Evidence Pursuant to Warrantless Search Suppressed In Wisconsin
A Wisconsin judge granted our motion to suppress last week in a case involving the warrantless search of my client’s apartment. The state must now decide whether it’s worth taxpayers’ resources to prosecute a case without: 1) physical evidence, or 2) law enforcement’s testimony related to the unconstitutional search.
This case started when law enforcement responded to an anonymous complaint requesting a welfare check of my client’s residence. Two fully uniformed officers responded by driving to my client’s apartment. Upon the officers’ arrival, they found my client walking around outside. The officers approached my client and explained they received a request from somebody concerned about the conditions of my client’s residence. The officers asked for permission to go inside and look around. My client declined. That should have ended the officers’ inquiry.

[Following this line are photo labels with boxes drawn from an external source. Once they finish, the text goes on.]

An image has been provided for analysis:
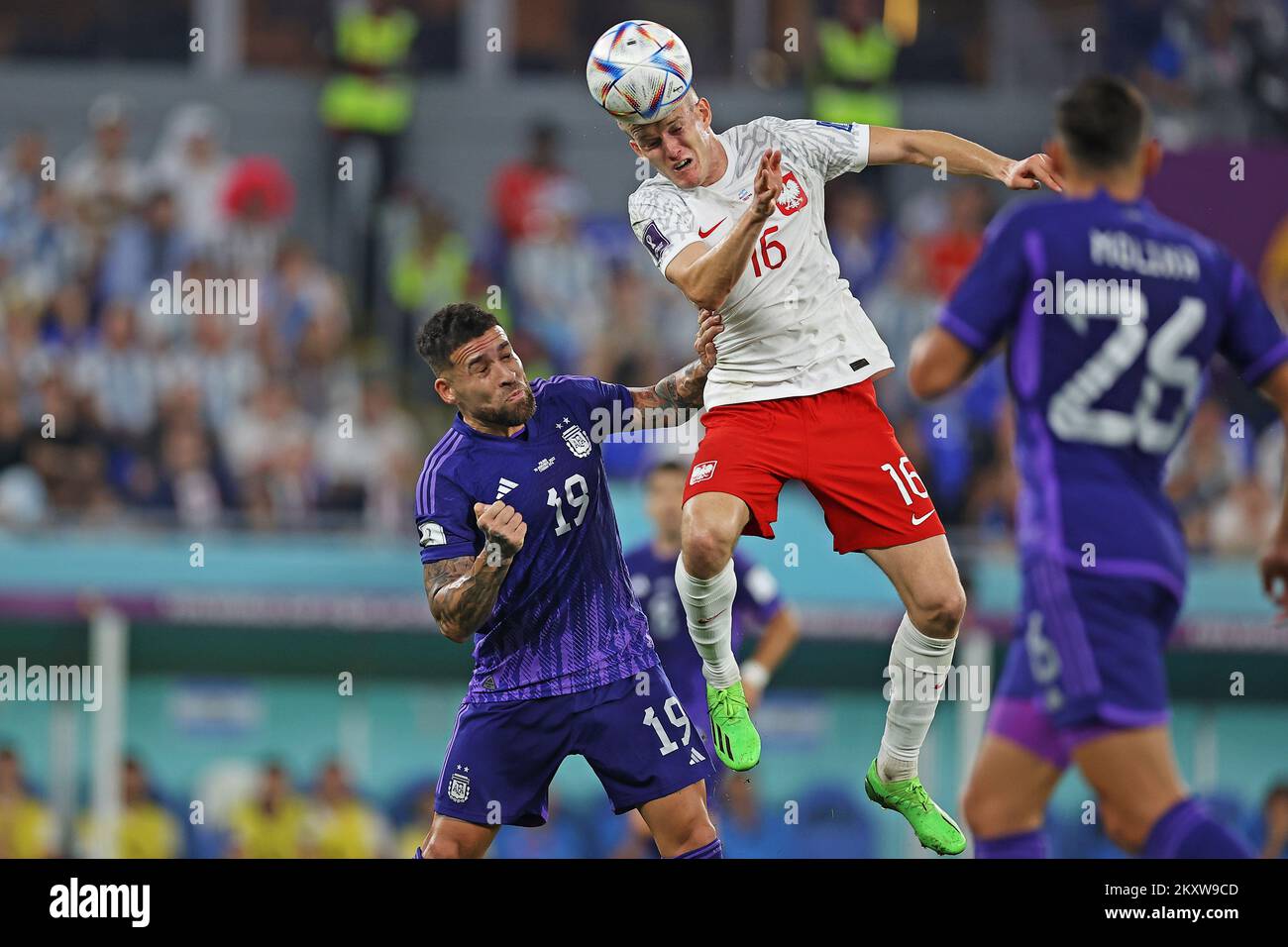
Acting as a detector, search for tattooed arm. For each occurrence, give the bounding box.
[630,309,724,428]
[425,500,528,644]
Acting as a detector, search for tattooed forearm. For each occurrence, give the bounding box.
[631,361,711,428]
[425,549,510,643]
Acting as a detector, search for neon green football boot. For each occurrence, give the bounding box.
[707,681,760,772]
[863,760,966,856]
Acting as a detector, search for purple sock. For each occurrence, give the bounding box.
[975,828,1047,858]
[1141,798,1253,858]
[677,839,724,858]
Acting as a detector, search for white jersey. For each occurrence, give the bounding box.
[630,117,894,407]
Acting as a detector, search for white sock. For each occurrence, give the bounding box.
[877,614,957,783]
[675,556,741,688]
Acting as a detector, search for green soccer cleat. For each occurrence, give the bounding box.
[707,681,760,772]
[863,760,966,856]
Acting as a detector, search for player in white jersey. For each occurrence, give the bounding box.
[619,82,1060,854]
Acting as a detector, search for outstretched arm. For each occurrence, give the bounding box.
[868,125,1064,192]
[628,309,724,429]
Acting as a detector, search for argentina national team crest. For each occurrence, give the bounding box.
[559,424,590,458]
[447,763,471,802]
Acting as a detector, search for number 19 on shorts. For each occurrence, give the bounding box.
[644,697,693,756]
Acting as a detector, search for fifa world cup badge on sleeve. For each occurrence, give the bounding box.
[644,220,671,263]
[563,424,590,458]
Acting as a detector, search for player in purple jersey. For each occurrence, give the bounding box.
[416,303,722,858]
[617,462,800,856]
[910,77,1288,858]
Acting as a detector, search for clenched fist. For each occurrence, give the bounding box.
[751,149,783,220]
[474,500,528,566]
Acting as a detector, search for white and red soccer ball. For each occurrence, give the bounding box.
[587,20,693,125]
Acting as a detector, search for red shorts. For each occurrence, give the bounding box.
[684,378,944,553]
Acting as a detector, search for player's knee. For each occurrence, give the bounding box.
[667,811,716,858]
[683,520,738,579]
[962,780,1042,839]
[1100,798,1154,854]
[421,832,468,858]
[909,581,966,638]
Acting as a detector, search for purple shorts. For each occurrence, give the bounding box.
[988,558,1180,770]
[434,665,715,826]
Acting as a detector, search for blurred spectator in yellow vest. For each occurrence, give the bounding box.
[228,760,305,858]
[318,0,420,196]
[810,0,899,126]
[77,758,181,858]
[304,760,389,858]
[0,746,58,858]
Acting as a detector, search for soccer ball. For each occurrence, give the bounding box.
[587,20,693,125]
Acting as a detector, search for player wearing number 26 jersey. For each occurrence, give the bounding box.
[910,77,1288,857]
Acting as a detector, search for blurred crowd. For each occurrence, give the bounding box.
[0,95,422,528]
[0,0,1288,543]
[0,89,1288,553]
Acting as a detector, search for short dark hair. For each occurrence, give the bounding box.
[1055,74,1149,171]
[416,303,499,374]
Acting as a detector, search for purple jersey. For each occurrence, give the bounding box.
[940,192,1288,599]
[626,543,782,730]
[416,376,657,703]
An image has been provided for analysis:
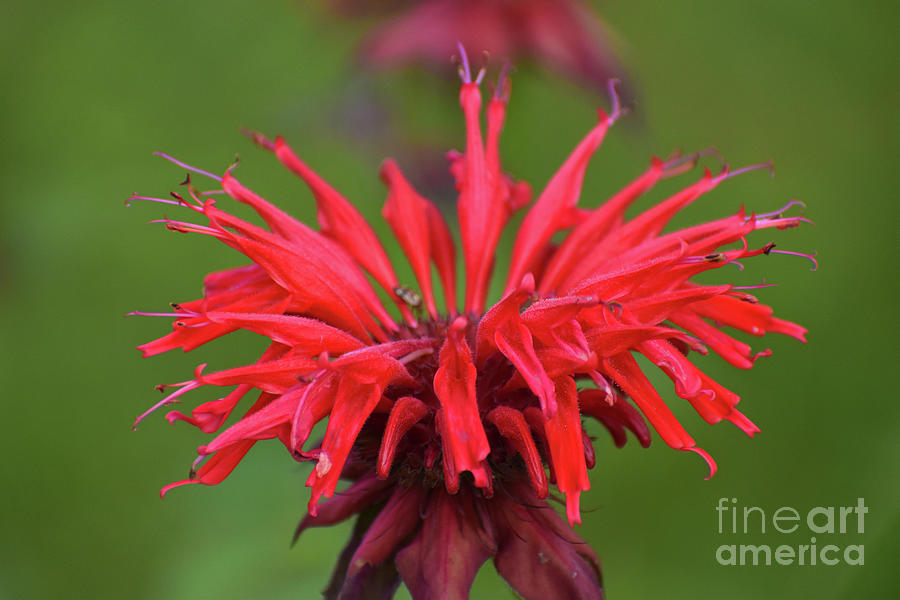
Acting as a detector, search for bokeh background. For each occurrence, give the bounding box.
[0,0,900,599]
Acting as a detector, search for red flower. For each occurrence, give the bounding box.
[137,51,805,599]
[330,0,623,96]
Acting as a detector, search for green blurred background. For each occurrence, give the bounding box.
[0,0,900,599]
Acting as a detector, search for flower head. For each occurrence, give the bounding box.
[135,52,805,598]
[329,0,624,98]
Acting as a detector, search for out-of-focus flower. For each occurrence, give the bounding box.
[135,53,805,599]
[330,0,625,97]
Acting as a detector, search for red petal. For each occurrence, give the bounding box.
[506,111,609,293]
[544,377,591,525]
[381,159,437,319]
[434,317,491,493]
[485,406,549,498]
[538,158,663,292]
[377,396,428,478]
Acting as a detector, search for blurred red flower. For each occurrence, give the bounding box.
[329,0,630,96]
[135,53,805,599]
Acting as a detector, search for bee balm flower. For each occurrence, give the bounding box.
[135,51,805,599]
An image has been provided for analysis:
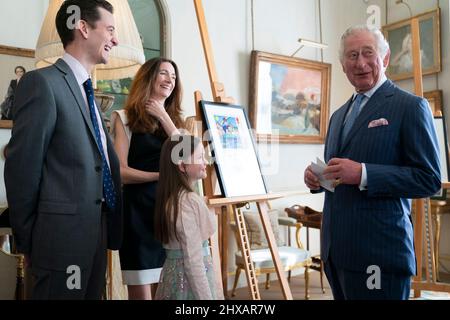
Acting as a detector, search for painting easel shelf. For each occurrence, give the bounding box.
[411,18,450,298]
[194,0,298,300]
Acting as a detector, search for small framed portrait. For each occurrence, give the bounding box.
[382,8,441,81]
[200,100,267,197]
[423,90,442,117]
[249,51,331,144]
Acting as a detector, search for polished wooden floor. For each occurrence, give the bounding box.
[229,271,333,300]
[229,271,450,300]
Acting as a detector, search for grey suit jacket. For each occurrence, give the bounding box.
[4,59,122,270]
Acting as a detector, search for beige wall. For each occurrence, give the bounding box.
[0,0,450,294]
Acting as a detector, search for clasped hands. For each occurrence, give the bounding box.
[304,158,362,190]
[145,99,167,120]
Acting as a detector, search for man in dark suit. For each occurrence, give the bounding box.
[304,26,441,299]
[5,0,122,299]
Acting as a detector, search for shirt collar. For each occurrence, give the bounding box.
[62,52,90,86]
[352,73,387,101]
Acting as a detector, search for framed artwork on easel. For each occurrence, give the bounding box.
[200,100,267,197]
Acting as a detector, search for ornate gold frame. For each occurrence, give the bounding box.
[382,8,442,81]
[249,51,331,144]
[0,45,34,129]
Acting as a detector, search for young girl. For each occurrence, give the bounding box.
[155,135,223,300]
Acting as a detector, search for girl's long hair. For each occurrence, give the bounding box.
[125,58,184,137]
[155,135,201,243]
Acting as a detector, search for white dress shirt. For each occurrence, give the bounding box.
[62,52,111,169]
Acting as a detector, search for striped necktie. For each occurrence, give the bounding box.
[342,93,365,141]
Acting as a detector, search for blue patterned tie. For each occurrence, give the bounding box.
[342,93,365,141]
[83,79,116,210]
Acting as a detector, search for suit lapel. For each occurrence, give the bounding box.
[326,97,352,161]
[341,80,394,151]
[55,59,100,150]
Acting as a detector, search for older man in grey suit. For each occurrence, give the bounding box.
[5,0,122,299]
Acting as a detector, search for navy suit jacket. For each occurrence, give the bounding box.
[321,80,441,275]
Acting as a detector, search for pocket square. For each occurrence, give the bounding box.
[367,118,389,128]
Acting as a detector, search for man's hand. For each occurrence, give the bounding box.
[23,254,31,269]
[323,158,362,186]
[304,166,320,190]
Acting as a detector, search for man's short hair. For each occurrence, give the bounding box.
[339,25,389,63]
[55,0,113,48]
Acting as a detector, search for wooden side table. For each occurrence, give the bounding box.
[284,204,325,293]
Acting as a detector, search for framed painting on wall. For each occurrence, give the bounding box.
[423,90,442,117]
[0,45,35,128]
[249,51,331,143]
[382,8,441,81]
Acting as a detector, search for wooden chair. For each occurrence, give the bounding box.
[230,210,312,299]
[284,204,325,293]
[0,228,25,300]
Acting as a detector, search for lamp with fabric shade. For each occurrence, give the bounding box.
[35,0,145,112]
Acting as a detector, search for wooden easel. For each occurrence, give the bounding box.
[411,18,450,298]
[194,0,292,300]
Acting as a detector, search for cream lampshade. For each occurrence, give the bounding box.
[35,0,145,80]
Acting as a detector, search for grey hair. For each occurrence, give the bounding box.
[339,25,389,63]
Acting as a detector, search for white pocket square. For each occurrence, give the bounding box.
[367,118,389,128]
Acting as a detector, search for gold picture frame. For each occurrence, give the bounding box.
[249,51,331,144]
[423,90,443,117]
[382,8,442,81]
[0,45,35,129]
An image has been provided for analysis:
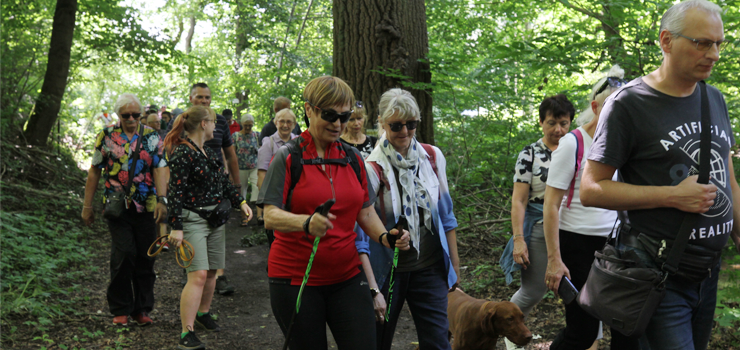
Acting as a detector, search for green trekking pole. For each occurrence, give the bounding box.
[385,215,409,322]
[283,199,336,350]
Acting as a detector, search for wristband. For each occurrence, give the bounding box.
[303,214,313,236]
[378,232,391,248]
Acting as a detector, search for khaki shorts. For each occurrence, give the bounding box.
[182,205,226,272]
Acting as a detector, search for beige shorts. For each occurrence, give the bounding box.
[182,205,226,272]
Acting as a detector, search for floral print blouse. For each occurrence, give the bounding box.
[514,139,552,203]
[167,138,244,230]
[92,123,167,213]
[231,131,260,170]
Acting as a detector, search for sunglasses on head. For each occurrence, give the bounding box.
[591,77,627,100]
[121,113,141,119]
[388,120,419,132]
[308,103,355,124]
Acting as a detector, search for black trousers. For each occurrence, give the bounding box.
[270,272,376,350]
[550,230,640,350]
[106,204,157,316]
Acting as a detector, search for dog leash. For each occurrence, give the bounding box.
[146,236,195,269]
[283,199,336,350]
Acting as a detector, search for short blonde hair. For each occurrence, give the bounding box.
[303,75,355,108]
[378,88,421,130]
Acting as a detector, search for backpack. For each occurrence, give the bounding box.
[285,137,362,211]
[368,142,439,226]
[565,129,583,209]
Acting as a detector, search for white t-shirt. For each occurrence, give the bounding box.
[547,127,617,237]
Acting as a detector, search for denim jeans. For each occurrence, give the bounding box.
[376,259,450,350]
[619,244,720,350]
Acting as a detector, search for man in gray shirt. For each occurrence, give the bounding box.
[581,0,740,350]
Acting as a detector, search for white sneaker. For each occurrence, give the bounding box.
[504,337,524,350]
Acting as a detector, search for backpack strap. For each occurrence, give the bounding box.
[566,129,583,209]
[285,137,362,211]
[419,142,439,178]
[367,162,391,226]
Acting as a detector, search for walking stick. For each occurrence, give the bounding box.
[385,215,409,323]
[283,199,336,350]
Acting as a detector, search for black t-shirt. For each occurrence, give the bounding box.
[588,78,735,250]
[339,135,378,159]
[260,118,302,146]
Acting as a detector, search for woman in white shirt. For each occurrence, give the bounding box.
[544,65,639,350]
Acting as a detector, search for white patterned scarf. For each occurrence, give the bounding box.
[367,135,439,258]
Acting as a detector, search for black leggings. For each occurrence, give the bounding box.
[550,230,640,350]
[270,272,376,350]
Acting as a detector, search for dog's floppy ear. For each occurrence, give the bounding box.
[480,301,498,334]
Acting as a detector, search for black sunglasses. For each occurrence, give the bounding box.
[121,113,141,120]
[388,120,419,132]
[308,103,355,124]
[591,77,627,100]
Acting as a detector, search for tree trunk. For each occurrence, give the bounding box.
[25,0,77,146]
[332,0,434,143]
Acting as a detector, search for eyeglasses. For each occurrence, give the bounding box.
[121,113,141,120]
[676,33,727,51]
[591,77,627,100]
[308,103,355,124]
[388,120,419,132]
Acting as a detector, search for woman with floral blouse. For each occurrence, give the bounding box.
[236,114,260,226]
[164,106,252,349]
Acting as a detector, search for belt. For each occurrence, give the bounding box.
[617,224,644,249]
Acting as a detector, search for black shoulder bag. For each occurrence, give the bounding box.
[577,81,712,337]
[103,124,144,220]
[185,144,231,228]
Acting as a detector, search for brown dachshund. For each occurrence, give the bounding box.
[447,289,532,350]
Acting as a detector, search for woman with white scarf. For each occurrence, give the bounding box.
[358,89,460,350]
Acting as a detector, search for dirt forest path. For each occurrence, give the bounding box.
[26,208,424,350]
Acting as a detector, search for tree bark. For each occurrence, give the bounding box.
[25,0,77,146]
[332,0,434,144]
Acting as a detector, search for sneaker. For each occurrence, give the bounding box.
[504,337,525,350]
[113,315,128,327]
[195,312,221,332]
[131,312,152,327]
[216,275,236,295]
[177,331,206,350]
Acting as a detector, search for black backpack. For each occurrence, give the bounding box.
[285,137,362,211]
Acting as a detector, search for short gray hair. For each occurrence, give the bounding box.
[658,0,723,34]
[378,88,421,130]
[113,93,144,114]
[576,64,624,126]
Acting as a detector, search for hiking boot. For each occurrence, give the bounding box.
[216,275,236,295]
[177,331,206,350]
[131,312,152,327]
[195,312,221,332]
[113,315,128,327]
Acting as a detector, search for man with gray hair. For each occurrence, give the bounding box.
[82,94,169,326]
[581,0,740,350]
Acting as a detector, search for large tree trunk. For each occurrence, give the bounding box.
[332,0,434,143]
[25,0,77,146]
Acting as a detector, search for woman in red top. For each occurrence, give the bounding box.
[258,76,409,350]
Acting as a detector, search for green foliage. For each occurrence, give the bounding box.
[0,211,93,326]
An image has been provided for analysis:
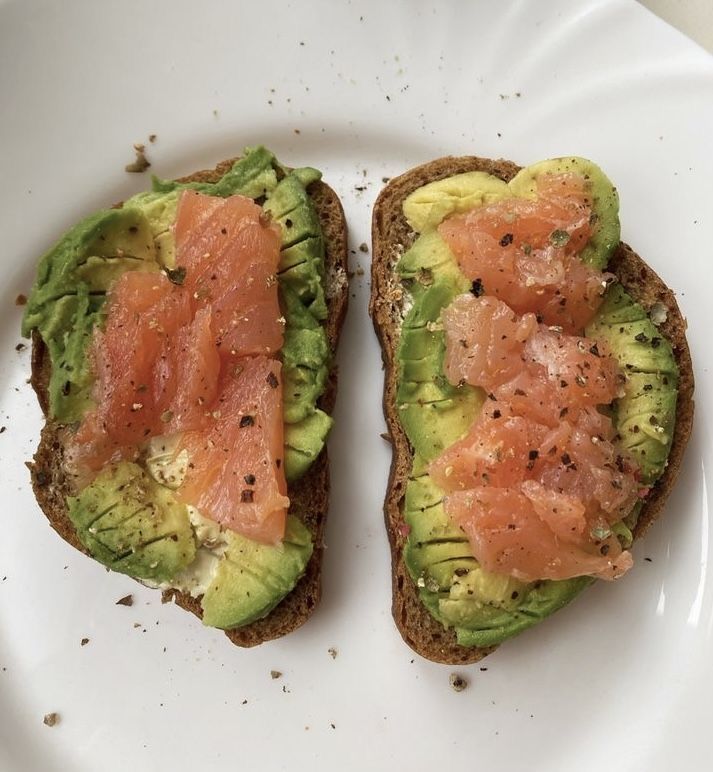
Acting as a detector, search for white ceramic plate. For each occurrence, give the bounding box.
[0,0,713,772]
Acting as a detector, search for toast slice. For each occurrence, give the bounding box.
[28,159,348,647]
[369,156,693,664]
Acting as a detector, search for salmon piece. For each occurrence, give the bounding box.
[442,302,624,426]
[428,402,549,491]
[444,482,632,582]
[175,190,284,357]
[177,356,289,544]
[535,408,640,524]
[523,327,624,408]
[438,174,612,332]
[442,295,537,391]
[428,288,639,581]
[68,191,289,543]
[69,271,219,471]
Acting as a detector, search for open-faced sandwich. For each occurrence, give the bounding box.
[23,147,347,646]
[371,157,693,663]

Rather than applying for a warrant, the officers pushed the issue with my client. After ten minutes of the fully uniformed officers “talking” to my client about getting inside the apartment, my client opened the front door. What the officers found inside caused the state to file charges.
We immediate filed a motion to suppress. Our motion argued the officers violated the Fourth Amendment when they entered my client’s apartment without consent and without a warrant. As a result of this warrantless and unconsented search, we requested the court suppress all evidence obtained as a result of this constitutional violation.
Both officers who conducted the warrantless search testified at the motion hearing. The state argued the officers’ search, albeit warrantless, was justified by two exceptions to the warrant requirement: 1) the community caretaker exception, and 2) my client’s alleged consent.
The officers’ testimony did not convince the court.
In the court’s order, the judge prominently identified, “Physical entry of the home is the chief evil against which the wording of the Fourth Amendment is directed.” Further, the burden of proof falls squarely on the state to show law enforcement’s warrantless search was justified under a clearly-delineated exception. In this case, the judge appropriately decided the state fell “significantly short” of meeting its burden. The court ruled that the community caretaker exception did not apply, as law enforcement began investigating a potential crime after they found my client. Further, the state failed to demonstrate how my client consented to the entry after she initially declined to let law enforcement into her home. The court granted our suppression motion and forbade the state from introducing the evidence obtained as a result of the warrantless, unconsented search at trial.
This decision is a significant victory, as it demonstrates how fundamental the warrant requirement is in our criminal justice system. A defense attorney’s first question in cases involving evidence obtained by searches must be, “Did law enforcement get a warrant?” By answering that question in the negative in this case, we preserved my client’s constitutional rights. More importantly, we delivered a message to the government that violations thereof will not go unnoticed.